The report warns, however, that developing the necessary technology for a new mission would require a lot of investment over a long timescale. Work on the craft would also need a range of interdisciplinary expertise as well as collaboration with ground-based telescopes. Regarding such telescopes, it recommends that the National Science Foundation should invest in both the Giant Magellan Telescope and the proposed Thirty Meter Telescope to enable “profound advances” in the imaging and spectroscopy of entire planetary systems.

“Now is really the time to understand the formation and evolution of planetary systems as the products of star formation,” notes Harvard University astronomer David Charbonneau, who co-chaired the NASEM panel. That view is backed by fellow co-chair Scott Gaudi from Ohio State University. “This is the first generation that, if we so choose, could go out and try to search for life and answer one of humankind’s most profound questions,” says Gaudi.

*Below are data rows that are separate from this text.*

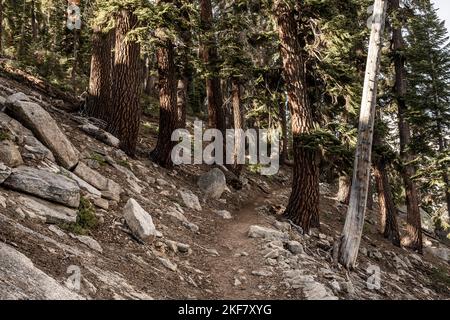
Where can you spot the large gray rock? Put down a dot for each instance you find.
(10, 154)
(21, 280)
(101, 135)
(91, 190)
(32, 147)
(139, 221)
(213, 183)
(266, 233)
(46, 130)
(5, 172)
(45, 185)
(109, 189)
(47, 211)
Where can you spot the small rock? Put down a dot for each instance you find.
(213, 183)
(90, 242)
(10, 154)
(266, 233)
(224, 214)
(190, 200)
(295, 247)
(139, 221)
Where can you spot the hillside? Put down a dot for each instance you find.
(233, 247)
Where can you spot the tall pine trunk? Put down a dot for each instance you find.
(303, 207)
(126, 90)
(413, 238)
(100, 84)
(168, 115)
(284, 132)
(238, 120)
(354, 223)
(1, 27)
(345, 184)
(216, 113)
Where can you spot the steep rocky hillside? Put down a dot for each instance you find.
(74, 209)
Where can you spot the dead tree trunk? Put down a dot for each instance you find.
(126, 92)
(303, 207)
(351, 236)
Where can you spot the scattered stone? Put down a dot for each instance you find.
(100, 135)
(5, 172)
(190, 200)
(266, 233)
(109, 189)
(90, 242)
(213, 252)
(91, 190)
(45, 128)
(139, 221)
(348, 287)
(169, 265)
(101, 203)
(213, 183)
(262, 273)
(45, 185)
(47, 211)
(295, 247)
(21, 280)
(56, 230)
(224, 214)
(10, 154)
(282, 226)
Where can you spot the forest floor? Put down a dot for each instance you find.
(222, 262)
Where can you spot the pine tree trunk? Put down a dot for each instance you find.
(1, 28)
(126, 86)
(303, 207)
(345, 184)
(388, 211)
(168, 116)
(34, 28)
(354, 223)
(413, 238)
(216, 113)
(238, 120)
(100, 84)
(283, 122)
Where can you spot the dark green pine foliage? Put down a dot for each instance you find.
(428, 57)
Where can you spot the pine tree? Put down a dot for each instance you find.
(303, 207)
(126, 111)
(429, 95)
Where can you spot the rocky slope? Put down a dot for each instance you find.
(81, 220)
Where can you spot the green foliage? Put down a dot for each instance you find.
(86, 219)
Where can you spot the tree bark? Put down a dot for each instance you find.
(354, 223)
(284, 132)
(238, 120)
(216, 113)
(1, 28)
(303, 207)
(413, 238)
(126, 110)
(168, 115)
(100, 84)
(345, 184)
(388, 211)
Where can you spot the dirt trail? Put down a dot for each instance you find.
(240, 255)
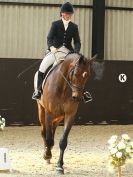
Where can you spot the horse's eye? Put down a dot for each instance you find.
(84, 74)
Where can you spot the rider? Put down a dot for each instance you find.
(61, 34)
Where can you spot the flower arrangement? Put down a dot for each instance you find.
(2, 123)
(121, 149)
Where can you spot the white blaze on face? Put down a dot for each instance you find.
(84, 74)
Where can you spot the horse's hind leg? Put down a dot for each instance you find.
(47, 154)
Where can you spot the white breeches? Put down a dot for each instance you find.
(54, 59)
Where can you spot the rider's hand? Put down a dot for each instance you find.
(53, 49)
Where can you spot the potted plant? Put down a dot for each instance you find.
(121, 149)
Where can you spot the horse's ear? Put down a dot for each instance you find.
(92, 58)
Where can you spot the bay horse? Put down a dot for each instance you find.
(62, 92)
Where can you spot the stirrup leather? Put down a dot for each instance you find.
(87, 97)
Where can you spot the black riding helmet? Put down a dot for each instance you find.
(67, 7)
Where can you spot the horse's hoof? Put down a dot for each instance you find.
(60, 170)
(47, 161)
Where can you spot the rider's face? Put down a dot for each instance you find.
(66, 16)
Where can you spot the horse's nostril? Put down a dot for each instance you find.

During a press briefing, Charbonneau and Gaudi also stressed the need to eliminate discrimination and harassment within astronomy that has hit the community in recent years and is also of increasing concern for junior scientists. “Many of the most exciting discoveries are being made by very young scientists as exoplanets is a very young field,” says Charbonneau. “We need the very best minds to approach the question: are we alone in the universe?”.